The Sight of Her at Dawn
When I think of the time that Arthur went missing, my first memory is always of how cold it was that night. I remember seeing spiders’ webs, seemingly deserted. I recall them exactly, stark between the new box hedge plants and dark azaleas, crystalline in the light of the full moon, as the young police officer walked me towards his police car. Even before I arrived at The Home late that afternoon I had this horrible sensation, a nagging sensation, that it would be the last time I ever saw him. Now I was not sure if I would ever see him again at all.
~ ~ ~
Agreeing that Arthur should be cared for in The Sunrise Home is one of the hardest decisions I had ever had to make. But in those times at least Arthur could agree that it was for the best. It’s not that he was becoming a burden for me, but that he was a danger to himself. I was constantly having to find new places to hide the car keys, just in case he decided to take an early morning drive to nowhere, only to wonder why he had arrived there at all. And then decide to walk from the car to find himself in the same predicament. They have a word in the home for folks like Arthur: he was a Wanderer.
We made the decision when sitting out on the patio one morning. We always liked to get up early together and watch the sunrise as we drank a cup of morning tea before taking our breakfast. We always had done, weather permitting. And Arthur would always say to the sun as she climbed into the sky, “Ride on, beauty.”
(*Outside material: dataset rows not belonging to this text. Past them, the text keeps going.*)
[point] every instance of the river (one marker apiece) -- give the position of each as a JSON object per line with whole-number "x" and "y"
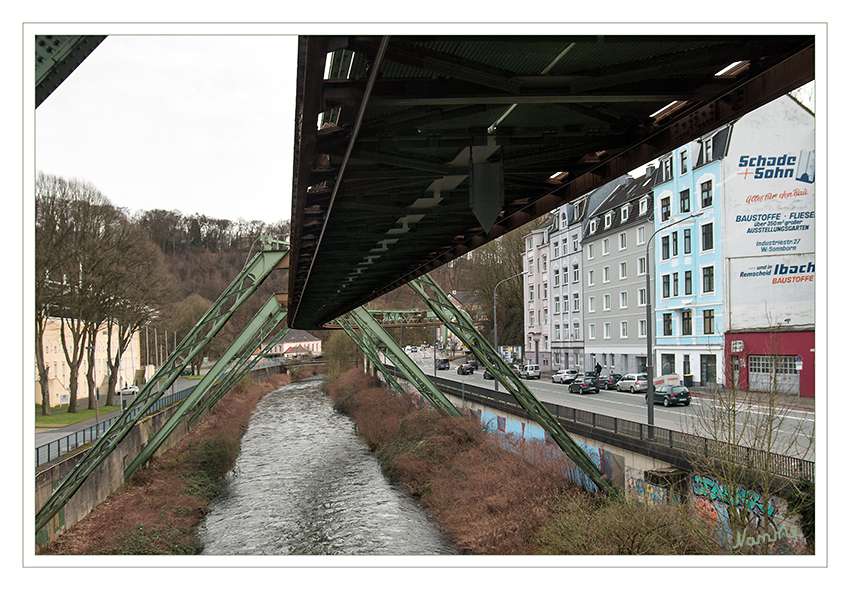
{"x": 305, "y": 483}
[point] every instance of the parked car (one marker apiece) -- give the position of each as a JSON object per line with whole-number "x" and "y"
{"x": 530, "y": 372}
{"x": 609, "y": 381}
{"x": 584, "y": 383}
{"x": 670, "y": 395}
{"x": 632, "y": 382}
{"x": 563, "y": 376}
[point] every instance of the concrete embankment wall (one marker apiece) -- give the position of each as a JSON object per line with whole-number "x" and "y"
{"x": 109, "y": 475}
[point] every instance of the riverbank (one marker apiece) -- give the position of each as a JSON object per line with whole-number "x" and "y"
{"x": 158, "y": 510}
{"x": 493, "y": 494}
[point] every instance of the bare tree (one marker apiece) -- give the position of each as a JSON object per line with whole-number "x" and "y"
{"x": 749, "y": 433}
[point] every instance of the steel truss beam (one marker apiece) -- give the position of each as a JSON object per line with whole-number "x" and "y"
{"x": 258, "y": 329}
{"x": 459, "y": 323}
{"x": 371, "y": 329}
{"x": 238, "y": 369}
{"x": 369, "y": 347}
{"x": 243, "y": 286}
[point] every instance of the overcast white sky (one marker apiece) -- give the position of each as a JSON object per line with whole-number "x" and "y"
{"x": 201, "y": 124}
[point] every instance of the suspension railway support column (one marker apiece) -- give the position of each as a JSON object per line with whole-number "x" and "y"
{"x": 460, "y": 324}
{"x": 243, "y": 286}
{"x": 369, "y": 326}
{"x": 251, "y": 337}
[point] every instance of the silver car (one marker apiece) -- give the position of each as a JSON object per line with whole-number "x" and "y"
{"x": 632, "y": 382}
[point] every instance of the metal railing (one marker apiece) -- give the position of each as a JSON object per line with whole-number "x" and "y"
{"x": 62, "y": 446}
{"x": 781, "y": 465}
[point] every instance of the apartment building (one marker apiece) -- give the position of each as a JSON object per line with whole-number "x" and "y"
{"x": 567, "y": 330}
{"x": 687, "y": 256}
{"x": 536, "y": 288}
{"x": 614, "y": 241}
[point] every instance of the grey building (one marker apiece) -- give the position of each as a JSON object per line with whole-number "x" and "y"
{"x": 614, "y": 239}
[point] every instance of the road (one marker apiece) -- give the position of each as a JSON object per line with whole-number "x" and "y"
{"x": 793, "y": 434}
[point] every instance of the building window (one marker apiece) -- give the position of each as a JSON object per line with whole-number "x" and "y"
{"x": 668, "y": 324}
{"x": 707, "y": 237}
{"x": 685, "y": 201}
{"x": 708, "y": 321}
{"x": 708, "y": 279}
{"x": 687, "y": 323}
{"x": 707, "y": 195}
{"x": 666, "y": 169}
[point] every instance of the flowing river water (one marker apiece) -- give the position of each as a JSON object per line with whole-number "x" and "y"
{"x": 305, "y": 483}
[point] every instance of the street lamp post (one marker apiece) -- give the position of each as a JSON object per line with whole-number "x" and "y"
{"x": 495, "y": 322}
{"x": 650, "y": 388}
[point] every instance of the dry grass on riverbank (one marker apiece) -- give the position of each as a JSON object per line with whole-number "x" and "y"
{"x": 495, "y": 495}
{"x": 157, "y": 511}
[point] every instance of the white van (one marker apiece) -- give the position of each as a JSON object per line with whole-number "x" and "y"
{"x": 530, "y": 372}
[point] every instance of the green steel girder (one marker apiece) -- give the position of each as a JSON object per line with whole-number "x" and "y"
{"x": 410, "y": 317}
{"x": 242, "y": 287}
{"x": 369, "y": 348}
{"x": 368, "y": 325}
{"x": 234, "y": 373}
{"x": 459, "y": 323}
{"x": 258, "y": 329}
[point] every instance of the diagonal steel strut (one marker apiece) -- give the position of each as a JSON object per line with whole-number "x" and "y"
{"x": 368, "y": 325}
{"x": 242, "y": 287}
{"x": 460, "y": 324}
{"x": 263, "y": 322}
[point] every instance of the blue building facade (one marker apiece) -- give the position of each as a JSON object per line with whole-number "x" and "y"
{"x": 688, "y": 260}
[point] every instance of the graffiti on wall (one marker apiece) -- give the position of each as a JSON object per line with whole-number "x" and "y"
{"x": 645, "y": 493}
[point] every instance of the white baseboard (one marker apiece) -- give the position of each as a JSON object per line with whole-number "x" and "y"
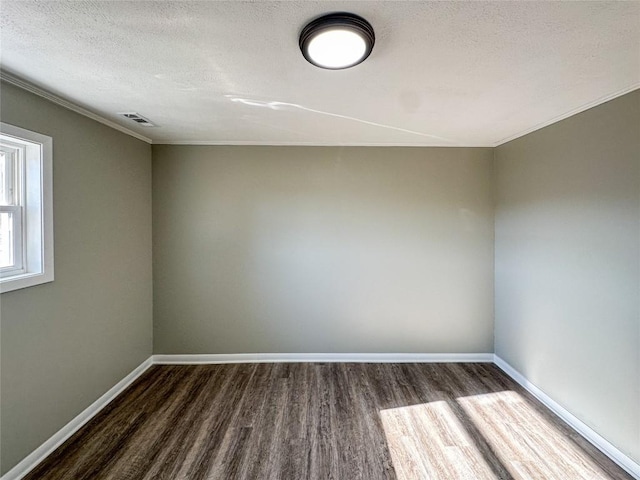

When he was diagnosed I’d been warned about how quickly he would be likely to deteriorate. But nothing can prepare you for watching on, helpless, as the man you have loved for more than three-quarters of your life wastes from his body; leaves from a fallen tree. He had become a shadow: eyes and breath and faint heartbeats in a skeleton. He’d been such a strong man all his life, with a wit faster and sharper than the helicopter rotor blades he used to make.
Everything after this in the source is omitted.